Thursday, October 16, 2008

Click "Hibernate" or "Send" . . . and Then

My writing brain has a perverse and irritating habit.

Let me set one scene: I'm writing a poem about a kid attempting a skateboard jump over and over before it's finally accomplished. Here's the third stanza:

Push off the millionth time
And balance on the deck,
I snap the tail and jump-
Another skateboard wreck?

The rhythm and meaning of the next line is driving me nuts. It's the important first line of the last stanza when the jump works:

Wow! It's not a ________,

Fill in the blank: disaster? (too many syllables), mistake? (wrong meaning, right number of syllables), accident? (too many syllables), etc., etc.,

Enough! It's lunchtime. Click "start," click "hibernate," and then . . .

Seconds later on the way down the stairs, a lightning zap of inspiration! WIPEOUT. It's a good kid-friendly word with the right number of syllables and it adds some alliteration. Worth a try?

But why couldn't I think of it before? Why did my brain hold out? It happens to me all the time. Answers strike the instant my computer is put to sleep. Maybe I should send it into hibernation every ten minutes!

Clicking "send" also triggers my brain. Send a manuscript out for critique and you can bet I'll instantly think of at least three improvements.

Is it only me?


  1. You are not alone.
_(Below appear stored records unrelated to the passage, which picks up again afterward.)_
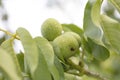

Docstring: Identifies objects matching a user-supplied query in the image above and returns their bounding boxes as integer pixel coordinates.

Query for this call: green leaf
[0,35,5,44]
[109,0,120,13]
[0,39,23,80]
[100,15,120,54]
[85,38,110,61]
[62,24,83,36]
[83,1,102,41]
[54,56,65,80]
[34,48,52,80]
[34,37,60,80]
[16,52,24,72]
[17,28,51,80]
[91,0,103,27]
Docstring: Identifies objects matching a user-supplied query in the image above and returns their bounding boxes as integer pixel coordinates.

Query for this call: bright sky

But I really hate it when the right word comes to you when you are empty-handed. No paper or pen in sight.

    I have been known to phone it in.

  2. It's the Ah Ha! moment that we can't understand.

    My best ideas seem to come in the middle of the night. The question then is whether to wake myself up enough to write the idea down, in which case I'll never fall back to sleep, or repeat the idea over and over as I fall back to sleep, hoping I remember it in the morning!
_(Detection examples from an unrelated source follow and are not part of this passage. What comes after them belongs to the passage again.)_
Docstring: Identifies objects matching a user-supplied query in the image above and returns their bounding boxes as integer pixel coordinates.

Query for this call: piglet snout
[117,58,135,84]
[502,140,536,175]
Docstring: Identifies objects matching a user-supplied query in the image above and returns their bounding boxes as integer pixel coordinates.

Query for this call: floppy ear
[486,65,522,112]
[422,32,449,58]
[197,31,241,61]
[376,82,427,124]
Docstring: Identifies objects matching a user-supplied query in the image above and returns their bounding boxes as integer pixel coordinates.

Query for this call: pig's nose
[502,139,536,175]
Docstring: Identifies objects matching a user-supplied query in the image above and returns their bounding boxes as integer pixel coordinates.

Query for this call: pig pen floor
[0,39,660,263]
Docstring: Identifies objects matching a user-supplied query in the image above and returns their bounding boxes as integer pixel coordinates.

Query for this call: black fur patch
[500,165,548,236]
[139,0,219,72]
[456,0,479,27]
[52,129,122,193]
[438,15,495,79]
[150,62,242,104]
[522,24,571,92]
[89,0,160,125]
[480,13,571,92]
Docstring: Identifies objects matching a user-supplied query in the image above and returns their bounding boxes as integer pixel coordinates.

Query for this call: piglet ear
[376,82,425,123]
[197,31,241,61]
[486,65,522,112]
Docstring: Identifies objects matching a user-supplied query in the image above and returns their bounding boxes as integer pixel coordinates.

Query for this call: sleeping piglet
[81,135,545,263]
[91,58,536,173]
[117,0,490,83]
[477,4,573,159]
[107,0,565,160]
  3. The right word has jumped into my head years after I've written a ms. Maybe I read something similar said better in another book. Maybe a news story helped me update an idea. Who knows? Who cares? As long as I can get it in my ms. in time for submission, it's fine by me.

  4. I'm like Meg. I get lots of ideas right after try to go to sleep. Last night I scribbled down a poem on an index card so I would remember it in the morning. (The writing was pretty messy, but it worked!)